In Asia and the Pacific, 700 million people live without decent water supplies and 2 billion without adequate sanitation; the problem is particularly grave in the rural areas, where the majority of the poor reside.
In addressing this issue, the Asian Development Bank's (ADB) emphasis has been on expanding coverage. Yet in a 2006 review of ADB's water policy, an independent expert panel said it found no empirical evidence that poor people necessarily benefit from improved coverage.
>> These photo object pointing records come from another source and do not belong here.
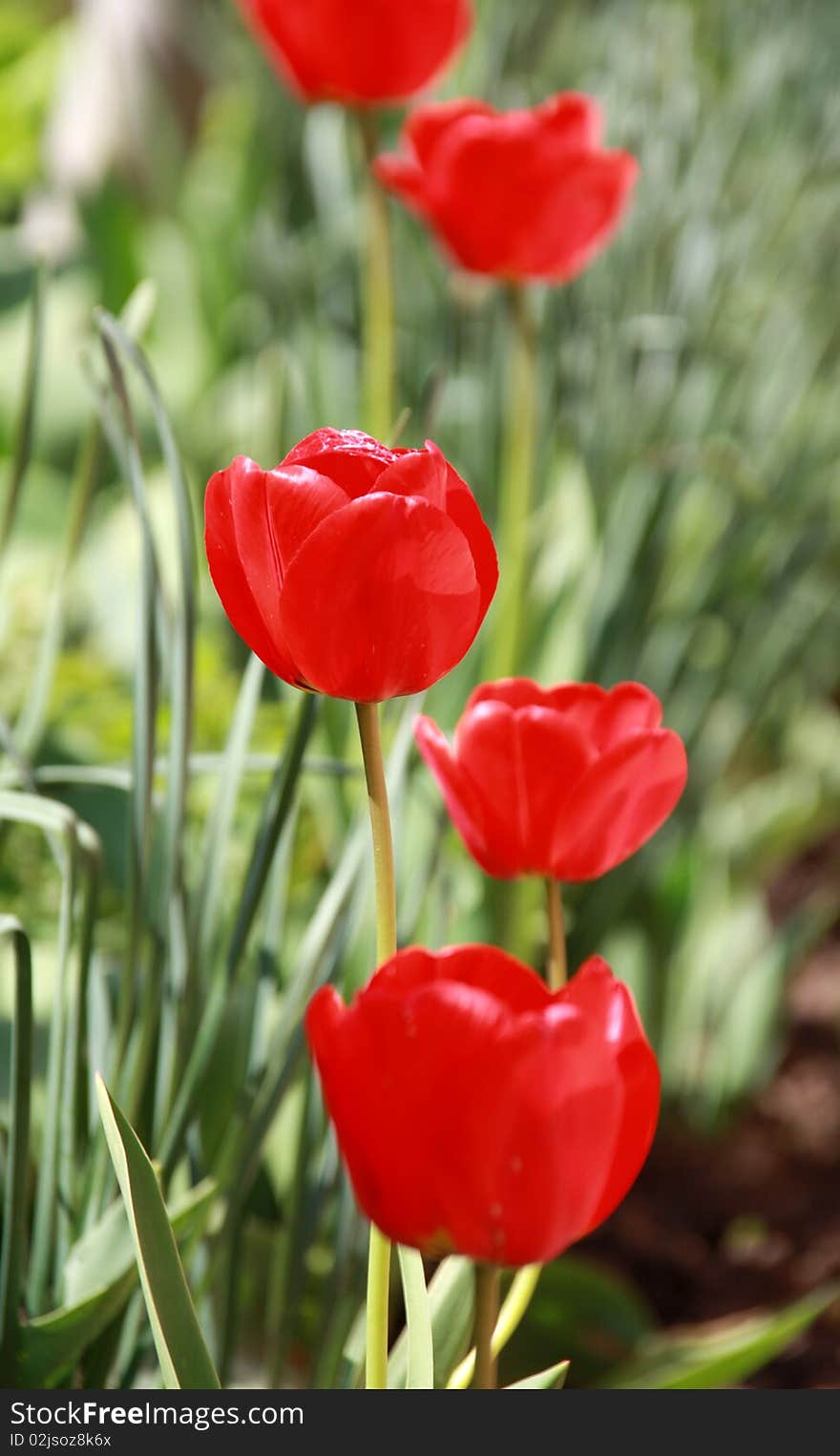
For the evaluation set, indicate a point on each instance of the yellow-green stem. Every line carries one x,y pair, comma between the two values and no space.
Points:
557,970
379,1256
487,1315
514,521
513,1311
379,309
This impact evaluation study assesses the performance of Punjab Rural Water Supply and Sanitation Project, and Punjab Community Water Supply and Sanitation Project in Pakistan to assess project performance and identify lessons for maximizing the development effectiveness of water supply and sanitation interventions. Overall, ADB assistance to rural water supply and sanitation projects was successful, but at the low end of the scale.
The evaluation showed that the projects significantly improved household access to water supply, reduced drudgery among the lowest socioeconomic group, improved high school attendance among girls in the middle socioeconomic group, and increased leisure time for female members of households. But at the aggregate level, the projects had no significant impact on primary health, such as the incidence and intensity of diarrhea, or on labor force participation and hours worked.
Among the lessons of the project, the design focus of water and sanitation projects needs to extend beyond improving access to water supply, and include wastewater and solid waste management. It should also include greater support from nongovernment organizations and the private sector for the community-based organizations that are responsible for subprojects.